Mas o que estaria por trás desse ganho de peso com o passar das gerações? Um fator que tem chamado a atenção é que a correlação entre a variante genética de obesidade mais conhecida (FTO) e o IMC cresce à medida que aumenta a data de nascimento.

Estudos já haviam mostrado que uma variante desse gene da obesidade dá ao portador aproximadamente três quilos a mais e um risco maior de desenvolver obesidade. Porém, outra pesquisa, publicada na revista PNAS revelou que esse fator ocorre apenas nas gerações mais recentes, e que há uma fronteira temporal bem estabelecida. Os “sortudos” que nasceram antes de 1942 parecem imunes aos efeitos genéticos da obesidade, apesar de possuírem o gene da gordura. Por outro lado, nas gerações posteriores, essa correlação entre genética e obesidade, além de aumentar progressivamente, se tornou duplamente intensa em relação ao que mostravam estudos anteriores. Há cada vez mais evidências de que fatores externos, como alimentação ou atividade física, podem moldar a atividade genética.

Em outras palavras, esses estudos em epigenética ressaltam que possuir um gene de obesidade não é fator determinante para desenvolver a doença.

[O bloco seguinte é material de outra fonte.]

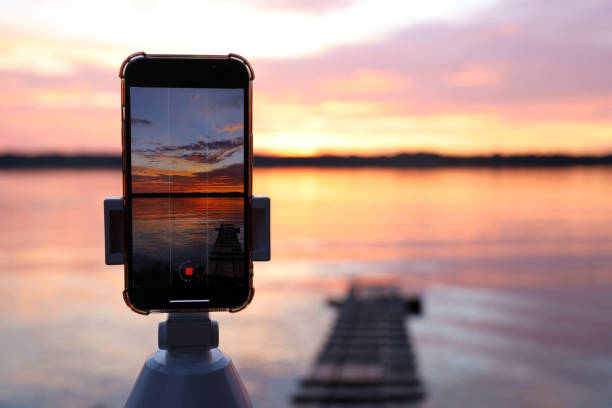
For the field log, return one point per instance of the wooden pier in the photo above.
(368, 359)
(227, 257)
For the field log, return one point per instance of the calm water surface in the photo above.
(515, 267)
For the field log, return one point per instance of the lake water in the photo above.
(514, 265)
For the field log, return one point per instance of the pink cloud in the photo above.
(511, 53)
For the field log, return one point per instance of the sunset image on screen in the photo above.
(187, 140)
(187, 151)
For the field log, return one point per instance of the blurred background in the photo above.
(514, 263)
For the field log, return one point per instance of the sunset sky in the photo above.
(341, 77)
(187, 140)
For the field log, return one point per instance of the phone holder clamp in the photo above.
(188, 370)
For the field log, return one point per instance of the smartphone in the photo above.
(187, 166)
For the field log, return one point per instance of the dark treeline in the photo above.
(415, 160)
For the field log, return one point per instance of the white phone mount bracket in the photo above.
(188, 370)
(114, 232)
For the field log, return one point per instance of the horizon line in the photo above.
(405, 159)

São nossos hábitos de vida diários que irão acioná-lo ou não, com o passar do tempo. Esse fator merece nossa atenção, pois é nesse ponto em que percebemos que a mudança de hábitos com o passar das décadas, em adaptação às tecnologias modernas e ao corre-corre diário, pode estar nos condenando a “acionar” uma série de genes que têm nos adoecido e “expandido” nossa silhueta. A situação da obesidade e do sobrepeso é séria e as projeções futuras são bastante alarmantes.

Para ficar bem evidente a questão dos termos de obesidade e sobrepeso, usamos como base o índice de massa corporal (IMC) adotado pela OMS. O padrão utilizado é o seguinte:

A OMS estima que em 2025 teremos 2,3 bilhões de adultos acima do peso no mundo, sendo aproximadamente 500 milhões de indivíduos com obesidade, isto é, IMC acima de 30. No Brasil, a pesquisa do IBGE sobre obesidade revelou que o número de adultos acima dos 20 anos com sobrepeso foi de 12,2% em 2003 para 26,8% em 2019. Estima-se que no país essa doença crônica tenha aumentado cerca de 72% nos últimos treze anos, fator esse que tem alarmado os setores de saúde.

Quanto à obesidade infantil, os dados apontam que 12,9% das crianças brasileiras entre 5 e 9 anos de idade têm obesidade, assim como 7% dos adolescentes com idades entre 12 e 17 anos.